Having realistic expectations about an unrealistic science is often an exercise in disappointment. Fiction has collectively created many variations of temporal mechanics, and even those that don't make sense can be overlooked when they are used effectively — witness the movie Frequency. So despite the causality loops of the previous films, what we've seen so far in the Terminator series does not prepare us for the new continuity created by T3.
The events of the series' progenitor engendered both SkyNet and John O'Connor, the leaders of the post-Judgment Day war. T3 terminates this clever poignancy by making SkyNet's existence in dependent of that causality loop. We discover that the second movie's protagonists did not change the future; they simply delayed it, and Connor must again fight to set things right. This defeatist attitude of an inevitable outcome is in sharp contrast to all we've watched Cameron's heroes strive for so far.

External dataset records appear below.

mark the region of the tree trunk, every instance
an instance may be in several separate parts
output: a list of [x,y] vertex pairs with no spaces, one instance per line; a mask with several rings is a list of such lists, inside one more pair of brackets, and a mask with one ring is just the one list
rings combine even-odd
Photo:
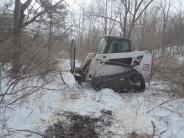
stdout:
[[22,22],[21,22],[21,2],[15,0],[14,9],[14,30],[13,30],[13,49],[12,49],[12,74],[13,79],[18,79],[20,73],[20,57],[21,57],[21,34],[22,34]]

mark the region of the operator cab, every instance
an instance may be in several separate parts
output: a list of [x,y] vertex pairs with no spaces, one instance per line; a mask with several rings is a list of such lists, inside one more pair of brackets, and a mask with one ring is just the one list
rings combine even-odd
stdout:
[[130,40],[119,37],[104,36],[101,37],[100,44],[96,53],[110,54],[124,52],[131,52]]

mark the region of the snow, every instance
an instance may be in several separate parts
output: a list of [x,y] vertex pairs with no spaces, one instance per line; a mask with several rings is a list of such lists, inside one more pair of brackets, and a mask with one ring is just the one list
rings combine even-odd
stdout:
[[[184,99],[170,97],[162,91],[165,89],[163,86],[155,83],[148,86],[144,93],[119,94],[111,89],[97,92],[89,83],[78,88],[73,76],[67,72],[68,64],[66,60],[62,66],[66,71],[62,75],[68,87],[64,87],[58,77],[47,86],[48,90],[39,91],[16,109],[8,110],[9,128],[44,132],[47,126],[62,119],[57,116],[59,112],[72,111],[81,115],[100,116],[104,109],[112,111],[113,125],[106,128],[106,131],[113,134],[126,135],[133,131],[151,134],[153,121],[156,134],[165,132],[161,138],[184,137]],[[157,107],[163,102],[166,103]],[[1,134],[3,132],[0,137]],[[17,133],[8,138],[24,138],[27,134]],[[38,135],[31,136],[39,138]]]

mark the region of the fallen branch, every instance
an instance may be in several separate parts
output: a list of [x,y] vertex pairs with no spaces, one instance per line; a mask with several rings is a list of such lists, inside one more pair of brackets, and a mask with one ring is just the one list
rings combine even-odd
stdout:
[[169,102],[169,100],[164,101],[163,103],[161,103],[161,104],[157,105],[156,107],[154,107],[154,108],[150,109],[150,110],[149,110],[149,111],[147,111],[146,113],[150,113],[151,111],[155,110],[156,108],[158,108],[158,107],[160,107],[160,106],[162,106],[162,105],[164,105],[164,104],[166,104],[166,103],[168,103],[168,102]]

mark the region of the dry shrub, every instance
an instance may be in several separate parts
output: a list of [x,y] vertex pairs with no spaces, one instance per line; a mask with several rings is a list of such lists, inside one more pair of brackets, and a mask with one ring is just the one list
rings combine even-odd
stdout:
[[[2,34],[0,35],[2,36]],[[2,40],[3,37],[0,37]],[[57,59],[68,57],[68,39],[49,40],[44,35],[23,34],[21,38],[20,64],[22,75],[41,75],[44,77],[49,72],[57,70]],[[13,45],[13,37],[9,35],[7,40],[0,43],[1,63],[12,63],[12,53],[17,49]],[[21,75],[21,76],[22,76]]]
[[77,48],[76,58],[80,61],[84,61],[88,53],[94,53],[96,51],[95,47],[82,47]]
[[184,62],[177,56],[165,54],[154,62],[154,78],[162,80],[174,95],[184,96]]

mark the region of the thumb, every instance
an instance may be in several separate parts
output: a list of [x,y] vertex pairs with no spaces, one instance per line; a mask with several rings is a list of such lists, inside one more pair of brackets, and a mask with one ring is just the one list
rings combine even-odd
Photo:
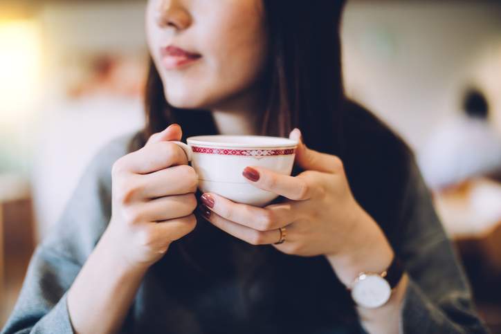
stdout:
[[336,156],[318,152],[307,147],[302,140],[301,131],[295,128],[289,136],[289,139],[298,142],[295,162],[304,170],[315,170],[336,173],[343,167],[341,160]]
[[154,133],[149,137],[147,145],[163,141],[181,140],[183,137],[183,130],[178,124],[172,124],[161,132]]

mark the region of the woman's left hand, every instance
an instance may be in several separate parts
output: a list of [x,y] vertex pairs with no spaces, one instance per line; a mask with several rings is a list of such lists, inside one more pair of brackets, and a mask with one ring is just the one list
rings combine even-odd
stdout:
[[[285,201],[258,207],[207,193],[201,199],[210,210],[201,208],[206,218],[242,240],[253,245],[271,244],[289,254],[323,254],[337,260],[354,257],[353,252],[367,249],[367,243],[389,246],[376,222],[352,194],[341,160],[308,149],[298,129],[289,137],[299,140],[295,162],[304,172],[291,176],[259,167],[244,171],[250,184],[281,195]],[[286,228],[286,241],[275,244],[283,227]],[[347,254],[352,256],[343,257]]]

Also, though the future timeline has been altered by past events, Schwarzenegger's terminator is apparently aware of the facts of the first two films, despite this new machine coming from an alternative, and now non-existent, timeline.
Time travel aside, there were other aspects of T3 to dislike. The new antagonist, the T-X, is much less personable than either Arnold or the T-1000. We see very little interaction between her and other characters, and her ominousness comes primarily from her technological capabilities, not her demeanor; in contrast, Robert Patrick's T-1000 was a wicked and malevolent villain, due not just to Hollywood's then-emerging morphing technology, but the actor's own excellent portrayal. The fist- and gun-fights between Arnold and the T-X are mundane and consist mostly of exchanging blows in turn; there were no real surprises. Even the final showdown between these two characters was anticlimactic.
There was also a sequence that showed a plane landing and taking off – but the plane we see in these scenes is different from the one we see airborne. Though movies are rife with such minor errors, few are as obvious and unexcusable as this one, which should not have been overlooked by the production crew of a big budget Hollywood film.
There is still plenty to like about this film, though, including at least one action sequence that is as unforgettable as classic scenes from other Terminator flicks. Rather unusual for the Terminator series was the presence of good amount of humor in this third installment, but its execution was appropriate and realistic and was a funny and original element.
Overall, T3 was a good film, but I prefer to consider it a "what if?" rather than an actual extension of the first two films. Director Mostow has recreated Cameron's dream in his own image. Is the result a great movie? Yes. A great Terminator film? No.